Global unsubscribes apply across your entire AutoSend account. When a contact globally unsubscribes, they are removed from all future sends—both marketing campaigns and transactional emails (unless explicitly required by law, such as password resets or receipts). Example: If someone unsubscribes from your newsletter and it’s a global unsubscribe, they won’t receive any further emails from your domain, regardless of list or segment.

Group Unsubscribes

Group unsubscribes apply only to a specific email list or category. They give recipients more control over the kind of emails they receive, rather than unsubscribing from everything. Example: A contact may unsubscribe from promotional offers but stay subscribed to product updates or security alerts.

Reported Spam

If a recipient marks your email as spam, AutoSend automatically adds them to your suppression list.
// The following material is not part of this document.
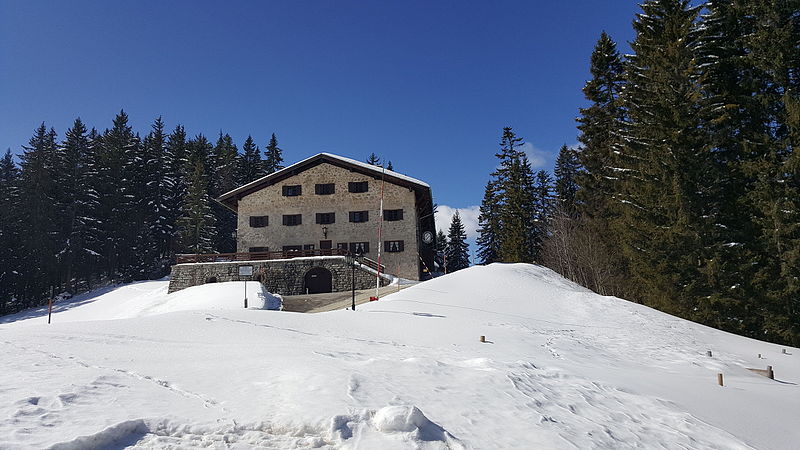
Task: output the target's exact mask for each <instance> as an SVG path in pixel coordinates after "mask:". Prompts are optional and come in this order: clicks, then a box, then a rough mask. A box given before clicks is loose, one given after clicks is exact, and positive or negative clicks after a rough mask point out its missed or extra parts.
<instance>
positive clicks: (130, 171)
mask: <svg viewBox="0 0 800 450" xmlns="http://www.w3.org/2000/svg"><path fill="white" fill-rule="evenodd" d="M100 143H101V145H99V147H98V169H99V170H98V173H97V177H98V195H99V201H100V203H99V205H98V211H99V217H98V219H99V220H100V223H99V225H100V227H101V233H102V241H103V251H102V252H101V253H102V255H103V256H104V257H105V263H106V274H107V275H108V276H110V277H116V276H123V277H125V278H128V277H129V274H128V273H127V270H128V268H129V266H130V264H131V263H132V261H133V258H134V256H135V255H133V254H132V253H131V252H130V248H131V247H133V246H134V245H135V242H134V241H135V240H136V234H137V231H138V229H139V226H140V225H141V220H142V219H141V217H140V215H139V214H140V211H141V210H140V208H139V207H138V206H139V205H138V201H137V199H136V192H134V191H135V190H136V184H137V183H138V182H140V181H141V180H138V179H137V177H136V172H137V169H138V167H137V165H138V163H139V161H138V157H139V147H140V142H139V138H138V136H137V135H136V134H135V133H134V132H133V130H132V129H131V127H130V126H129V125H128V115H127V114H125V112H124V111H120V113H119V114H117V116H116V117H115V118H114V123H113V127H112V128H111V129H107V130H106V131H105V132H104V133H103V135H102V138H101V140H100Z"/></svg>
This ensures you don’t email them again, protecting your sender reputation and reducing spam complaints.
Note:Multiple spam complaints can lead to domain or IP blacklisting, so monitoring this suppression type is essential.

Bounces

A bounce occurs when an email cannot be delivered to a recipient’s inbox. Types of Bounces:
  • Hard Bounce: Permanent delivery failure (invalid or non-existent address). The address is automatically suppressed.
  • Soft Bounce: Temporary issue (like a full inbox or server problem). AutoSend retries for a short period before suppressing if the issue persists.

Blocks

A block occurs when a recipient’s email server rejects your email before delivery. Blocks usually happen due to:
  • IP or domain reputation issues
  • Spam filtering rules
  • Authentication failures (SPF, DKIM, DMARC)
Blocked addresses are temporarily suppressed until the issue is resolved.